On November 21, 2017, the day before the Perfect Pick Transaction was announced, MS purchased 45,000 shares of WeedMD for C$68,525. MS proceeded to sell his shares over the following two days for C$97,870, representing a return of approximately 43% on his investment.
While there were several issues for determination, a submission central to MK’s argument before the Tribunal was that his selective disclosure to MS had been made in the NCOB. Applying the principles discussed below, the Tribunal found that MK had provided MS with MNPI in breach of the prohibition against tipping and that MS had traded shares of WeedMD while in possession of MNPI in breach of the prohibition against insider trading.
Key findings
The Tribunal emphasized that a primary purpose of the prohibition against tipping is to ensure that everyone in the market has equal access to and opportunity to act upon material information. In the Tribunal’s view, the NCOB exception to the prohibition must be interpreted and applied reasonably narrowly such that the purposes of the Act and rationale for the prohibition are not undermined. To this end, Kraft offers the following guidance:
- Focus on “necessary”: the inclusion of the word “necessary” in the language of the exception elevates the requirement beyond a mere business purpose or rationale and imports a level of importance, including that something is “essential”, “indispensable” or “requisite.” The Tribunal observed that the purpose of the selective disclosure must be sufficiently important or necessary to the business to warrant an exception to the blanket prohibition against selective disclosure;
- Meaning of “business”: the word “business” in the language of the exception is not qualified by the phrase “the issuer’s.” While this was not explored as a result of the facts in Kraft, the Tribunal indicated that the exception may not be limited to a consideration of what may be in the necessary course of the issuer’s business in all factual situations;
- Objective standard: the exception is to be established on an objective basis and does not rest on any subjective belief of a tipper;
- Burden of proof: the person seeking to rely on the exception bears the burden of establishing that the communication was made in the NCOB; and
- Evidence of forethought: evidence of the tipping prohibition and the exception being considered prior to the selective disclosure of MNPI may prove helpful in establishing the purpose for which the disclosure was made after the fact. Such evidence may include but is not limited to: (i) discussions at the board or management level considering the advisability or need for the disclosure; (ii) documents such as retainer agreements, minutes, memoranda or other communications specifying the purpose of the disclosure; and (iii) confidentiality agreements with or confidentiality instructions provided to the intended recipient of the disclosure.

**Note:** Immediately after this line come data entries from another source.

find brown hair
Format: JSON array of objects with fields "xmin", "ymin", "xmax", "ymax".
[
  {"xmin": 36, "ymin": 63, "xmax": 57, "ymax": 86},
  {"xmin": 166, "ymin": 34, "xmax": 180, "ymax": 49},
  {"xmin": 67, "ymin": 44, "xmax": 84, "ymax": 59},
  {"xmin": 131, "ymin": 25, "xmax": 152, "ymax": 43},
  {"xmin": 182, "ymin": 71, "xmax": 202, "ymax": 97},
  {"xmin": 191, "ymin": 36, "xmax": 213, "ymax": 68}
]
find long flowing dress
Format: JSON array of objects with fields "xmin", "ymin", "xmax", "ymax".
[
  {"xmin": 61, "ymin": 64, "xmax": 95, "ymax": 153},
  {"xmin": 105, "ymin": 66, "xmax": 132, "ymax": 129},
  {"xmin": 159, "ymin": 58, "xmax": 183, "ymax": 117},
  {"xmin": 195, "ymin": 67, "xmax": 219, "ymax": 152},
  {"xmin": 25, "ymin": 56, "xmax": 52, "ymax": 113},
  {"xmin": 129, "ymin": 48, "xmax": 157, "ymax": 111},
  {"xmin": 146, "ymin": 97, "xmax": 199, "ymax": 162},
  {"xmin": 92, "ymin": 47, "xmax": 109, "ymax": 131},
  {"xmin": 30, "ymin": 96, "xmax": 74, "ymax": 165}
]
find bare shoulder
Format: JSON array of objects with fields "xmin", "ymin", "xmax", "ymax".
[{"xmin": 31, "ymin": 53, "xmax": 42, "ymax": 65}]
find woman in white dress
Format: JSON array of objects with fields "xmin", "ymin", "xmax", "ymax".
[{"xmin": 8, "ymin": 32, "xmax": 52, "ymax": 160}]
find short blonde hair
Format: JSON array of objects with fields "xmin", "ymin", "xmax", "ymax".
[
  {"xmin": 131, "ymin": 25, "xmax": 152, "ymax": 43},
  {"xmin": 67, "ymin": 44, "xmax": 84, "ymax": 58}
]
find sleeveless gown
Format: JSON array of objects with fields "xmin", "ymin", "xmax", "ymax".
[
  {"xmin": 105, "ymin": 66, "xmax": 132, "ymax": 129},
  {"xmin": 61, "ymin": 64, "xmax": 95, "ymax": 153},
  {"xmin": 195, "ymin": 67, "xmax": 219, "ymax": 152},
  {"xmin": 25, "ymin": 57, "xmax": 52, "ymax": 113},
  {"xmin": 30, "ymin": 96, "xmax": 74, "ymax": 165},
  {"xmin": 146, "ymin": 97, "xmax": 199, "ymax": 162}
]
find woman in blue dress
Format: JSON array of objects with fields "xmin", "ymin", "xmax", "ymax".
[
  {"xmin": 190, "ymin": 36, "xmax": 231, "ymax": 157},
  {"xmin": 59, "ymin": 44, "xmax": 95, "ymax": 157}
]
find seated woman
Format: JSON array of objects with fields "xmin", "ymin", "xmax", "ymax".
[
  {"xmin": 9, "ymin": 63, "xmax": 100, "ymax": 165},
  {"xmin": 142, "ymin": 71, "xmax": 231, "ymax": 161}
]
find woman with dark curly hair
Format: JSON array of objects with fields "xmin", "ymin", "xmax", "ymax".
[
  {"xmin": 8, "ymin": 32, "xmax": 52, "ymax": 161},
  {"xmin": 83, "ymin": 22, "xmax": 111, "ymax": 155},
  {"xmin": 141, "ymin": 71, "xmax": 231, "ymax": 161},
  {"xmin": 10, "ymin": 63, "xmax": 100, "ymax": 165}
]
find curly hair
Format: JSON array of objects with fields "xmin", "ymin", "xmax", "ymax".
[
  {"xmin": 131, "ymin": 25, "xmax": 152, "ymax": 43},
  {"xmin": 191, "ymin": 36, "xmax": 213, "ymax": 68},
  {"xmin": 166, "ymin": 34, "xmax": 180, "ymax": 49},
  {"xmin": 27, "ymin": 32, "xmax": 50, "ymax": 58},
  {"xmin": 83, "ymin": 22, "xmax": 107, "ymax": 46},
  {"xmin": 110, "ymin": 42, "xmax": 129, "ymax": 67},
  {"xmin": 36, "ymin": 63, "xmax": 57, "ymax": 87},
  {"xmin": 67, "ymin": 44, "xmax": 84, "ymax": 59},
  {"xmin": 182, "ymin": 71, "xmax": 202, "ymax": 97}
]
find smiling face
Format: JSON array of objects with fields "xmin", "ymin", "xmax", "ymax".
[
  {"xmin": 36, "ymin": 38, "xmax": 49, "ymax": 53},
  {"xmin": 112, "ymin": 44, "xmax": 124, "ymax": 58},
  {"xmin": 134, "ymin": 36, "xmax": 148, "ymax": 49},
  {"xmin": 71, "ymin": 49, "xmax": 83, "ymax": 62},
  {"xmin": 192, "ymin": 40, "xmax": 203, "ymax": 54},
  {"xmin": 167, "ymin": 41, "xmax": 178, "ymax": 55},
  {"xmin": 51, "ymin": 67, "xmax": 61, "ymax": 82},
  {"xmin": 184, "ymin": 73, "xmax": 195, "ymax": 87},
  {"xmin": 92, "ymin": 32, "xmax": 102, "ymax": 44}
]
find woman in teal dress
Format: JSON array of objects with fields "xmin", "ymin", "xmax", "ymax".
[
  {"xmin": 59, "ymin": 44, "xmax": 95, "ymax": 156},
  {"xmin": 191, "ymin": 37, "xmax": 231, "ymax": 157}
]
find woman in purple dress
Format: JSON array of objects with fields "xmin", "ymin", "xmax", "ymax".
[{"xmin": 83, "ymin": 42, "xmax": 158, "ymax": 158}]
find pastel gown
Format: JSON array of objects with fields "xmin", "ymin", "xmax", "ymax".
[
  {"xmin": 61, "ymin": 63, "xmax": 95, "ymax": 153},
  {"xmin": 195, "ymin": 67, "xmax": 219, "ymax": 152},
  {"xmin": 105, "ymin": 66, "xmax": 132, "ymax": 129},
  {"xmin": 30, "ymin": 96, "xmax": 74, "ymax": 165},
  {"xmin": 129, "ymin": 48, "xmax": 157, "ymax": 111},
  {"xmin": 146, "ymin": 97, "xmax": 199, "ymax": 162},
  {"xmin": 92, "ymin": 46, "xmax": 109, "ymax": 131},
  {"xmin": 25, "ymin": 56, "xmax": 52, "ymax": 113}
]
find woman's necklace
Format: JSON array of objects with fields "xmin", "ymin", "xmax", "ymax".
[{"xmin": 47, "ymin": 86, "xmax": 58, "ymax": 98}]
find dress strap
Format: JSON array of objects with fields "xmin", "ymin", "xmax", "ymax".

Kraft also clarifies that, although NP 51-201 provides helpful guidance, the NCOB exception must be established on the relevant facts. Demonstrating that selective disclosure was made to a recipient contemplated in NP 51-201 is not the end of the enquiry.
As part of its analysis, the Tribunal acknowledged certain other non-exhaustive factors that may also be important to a consideration of whether selective disclosure satisfies the NCOB exception. These include the:
- business of the issuer;
- relationship between the tipper and the issuer;
- relationship between the tipper and the tippee;
- nature of the MNPI that was disclosed;
- relevance of the MNPI to the relationship between the tippee and the issuer;
- tipper’s reason for making selective disclosure to the tippee; and
- credibility of the tipper seeking to establish the NCOB exception.